Engineering teams are reaching the theoretical limit of how fast a single code change can be validated, assuming the validation requirements are to “run all tests and build every code change.”

And yet, dev patterns continue to optimize for velocity.

Q: What's faster than running CI on a code change using fast computers, parallel tests, and heavy caching?

A: Skipping running some tests on the change altogether.

In a near regression back to pre-CI days, some high-velocity organizations leverage batching and dependencies between PRs in order to save computing resources and give engineers feedback faster. At Graphite, we see this happening in two areas. The first is in company merge queues. Internal merge queues at large companies like Uber offer batching and skipping of test execution. The premise is that if you enforce an order to code changes, you no longer need to test every change in the queue as rigorously as before - though there are some downsides.

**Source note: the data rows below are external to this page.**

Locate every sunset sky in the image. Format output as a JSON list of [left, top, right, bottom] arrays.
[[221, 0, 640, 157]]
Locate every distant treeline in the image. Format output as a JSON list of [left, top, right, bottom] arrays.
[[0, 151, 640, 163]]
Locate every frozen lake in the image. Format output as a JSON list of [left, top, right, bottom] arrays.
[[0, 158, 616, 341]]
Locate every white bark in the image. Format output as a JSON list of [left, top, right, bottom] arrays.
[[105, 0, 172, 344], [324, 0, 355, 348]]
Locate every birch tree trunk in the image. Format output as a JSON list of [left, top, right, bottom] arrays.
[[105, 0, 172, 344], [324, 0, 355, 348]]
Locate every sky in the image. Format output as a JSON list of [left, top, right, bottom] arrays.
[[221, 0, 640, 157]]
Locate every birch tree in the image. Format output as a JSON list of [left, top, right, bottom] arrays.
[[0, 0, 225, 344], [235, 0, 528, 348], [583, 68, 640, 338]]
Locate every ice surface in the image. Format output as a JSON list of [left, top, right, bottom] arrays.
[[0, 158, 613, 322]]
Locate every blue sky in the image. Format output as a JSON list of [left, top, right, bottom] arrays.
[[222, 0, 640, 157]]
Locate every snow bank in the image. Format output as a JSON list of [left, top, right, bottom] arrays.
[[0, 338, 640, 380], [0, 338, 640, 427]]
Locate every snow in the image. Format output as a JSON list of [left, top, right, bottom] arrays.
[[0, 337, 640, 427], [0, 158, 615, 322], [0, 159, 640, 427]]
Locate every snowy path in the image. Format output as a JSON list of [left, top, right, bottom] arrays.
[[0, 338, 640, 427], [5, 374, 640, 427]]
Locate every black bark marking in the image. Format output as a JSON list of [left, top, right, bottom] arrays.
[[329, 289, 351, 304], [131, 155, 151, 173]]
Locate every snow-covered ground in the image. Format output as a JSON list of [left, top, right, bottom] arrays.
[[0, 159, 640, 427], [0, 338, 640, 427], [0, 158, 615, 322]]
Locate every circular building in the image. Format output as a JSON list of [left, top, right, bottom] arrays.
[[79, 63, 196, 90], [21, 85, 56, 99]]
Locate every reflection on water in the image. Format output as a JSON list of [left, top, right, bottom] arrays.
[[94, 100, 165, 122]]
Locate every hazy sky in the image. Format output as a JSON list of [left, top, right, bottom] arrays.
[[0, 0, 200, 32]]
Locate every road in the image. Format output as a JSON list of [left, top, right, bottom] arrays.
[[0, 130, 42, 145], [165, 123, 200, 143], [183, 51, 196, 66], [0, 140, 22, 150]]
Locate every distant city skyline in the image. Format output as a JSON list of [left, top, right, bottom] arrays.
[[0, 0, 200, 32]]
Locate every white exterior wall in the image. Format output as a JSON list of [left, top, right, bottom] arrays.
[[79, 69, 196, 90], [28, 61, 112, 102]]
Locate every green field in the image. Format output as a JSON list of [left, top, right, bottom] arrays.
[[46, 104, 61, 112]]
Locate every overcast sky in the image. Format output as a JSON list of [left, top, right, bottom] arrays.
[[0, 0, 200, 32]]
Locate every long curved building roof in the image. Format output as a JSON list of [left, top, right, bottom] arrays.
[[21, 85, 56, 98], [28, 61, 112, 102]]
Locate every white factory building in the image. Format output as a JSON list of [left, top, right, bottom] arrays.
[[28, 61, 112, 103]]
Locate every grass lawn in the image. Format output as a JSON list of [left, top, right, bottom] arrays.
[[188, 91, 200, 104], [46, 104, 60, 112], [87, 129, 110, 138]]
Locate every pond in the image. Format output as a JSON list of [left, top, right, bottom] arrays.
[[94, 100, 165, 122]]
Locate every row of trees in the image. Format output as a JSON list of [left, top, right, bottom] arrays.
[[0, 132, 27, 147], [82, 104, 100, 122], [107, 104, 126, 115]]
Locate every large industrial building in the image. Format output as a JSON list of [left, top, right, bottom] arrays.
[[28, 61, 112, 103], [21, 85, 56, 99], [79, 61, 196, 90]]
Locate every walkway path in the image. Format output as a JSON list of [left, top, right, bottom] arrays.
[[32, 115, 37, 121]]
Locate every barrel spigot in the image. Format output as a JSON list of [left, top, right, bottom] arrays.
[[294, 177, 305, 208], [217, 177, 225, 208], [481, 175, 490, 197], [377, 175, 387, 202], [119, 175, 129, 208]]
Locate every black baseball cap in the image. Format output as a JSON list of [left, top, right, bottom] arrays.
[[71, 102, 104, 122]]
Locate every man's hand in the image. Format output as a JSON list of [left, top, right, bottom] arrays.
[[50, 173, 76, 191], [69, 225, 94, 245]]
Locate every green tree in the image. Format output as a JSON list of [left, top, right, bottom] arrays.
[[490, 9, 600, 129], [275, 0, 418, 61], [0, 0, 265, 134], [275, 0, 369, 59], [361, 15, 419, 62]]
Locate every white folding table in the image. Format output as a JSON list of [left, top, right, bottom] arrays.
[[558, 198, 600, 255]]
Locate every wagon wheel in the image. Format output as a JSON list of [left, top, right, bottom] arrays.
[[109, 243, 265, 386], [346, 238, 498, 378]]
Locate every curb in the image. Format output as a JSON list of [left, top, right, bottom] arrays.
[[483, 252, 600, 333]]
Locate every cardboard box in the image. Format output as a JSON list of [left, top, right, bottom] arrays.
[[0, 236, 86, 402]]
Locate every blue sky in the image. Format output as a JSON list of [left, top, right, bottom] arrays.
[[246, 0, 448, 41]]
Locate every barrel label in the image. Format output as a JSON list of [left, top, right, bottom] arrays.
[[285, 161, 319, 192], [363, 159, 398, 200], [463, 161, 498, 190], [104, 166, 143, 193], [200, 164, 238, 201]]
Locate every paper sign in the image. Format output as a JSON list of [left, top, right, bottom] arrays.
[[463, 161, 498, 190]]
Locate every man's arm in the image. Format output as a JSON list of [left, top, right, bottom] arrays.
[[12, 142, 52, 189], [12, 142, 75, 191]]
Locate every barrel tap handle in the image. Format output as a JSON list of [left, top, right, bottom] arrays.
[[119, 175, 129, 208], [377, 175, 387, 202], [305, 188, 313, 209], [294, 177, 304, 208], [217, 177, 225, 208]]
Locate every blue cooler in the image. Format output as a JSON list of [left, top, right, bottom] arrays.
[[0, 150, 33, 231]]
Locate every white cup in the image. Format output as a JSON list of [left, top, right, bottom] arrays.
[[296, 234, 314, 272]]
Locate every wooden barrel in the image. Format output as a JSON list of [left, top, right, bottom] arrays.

Chromium uses a variant of this approach called Commit Queue [4] to ensure an always green mainline… Changes passing the first step are picked every few hours by the second step to undergo a large suite of tests which typically take around four hours. If the build breaks at this stage, the entire batch gets rejected. Build sheriffs and their deputies spring into action at this point to attribute failures to particular faulty changes… Finally, observe that this approach leads to shippable batches, and not shippable commits.

The second place where CI can be skipped is in stacked code changes - popularized by Facebook. If the developer stacks a series of small pull requests, they’re implicitly describing a required order of merging those changes. Like in a merge queue, CI can be batched up the stack of changes and bisected if any failures are found. Failures at the bottom of the stack can notify developers before even starting the execution of changes upstack.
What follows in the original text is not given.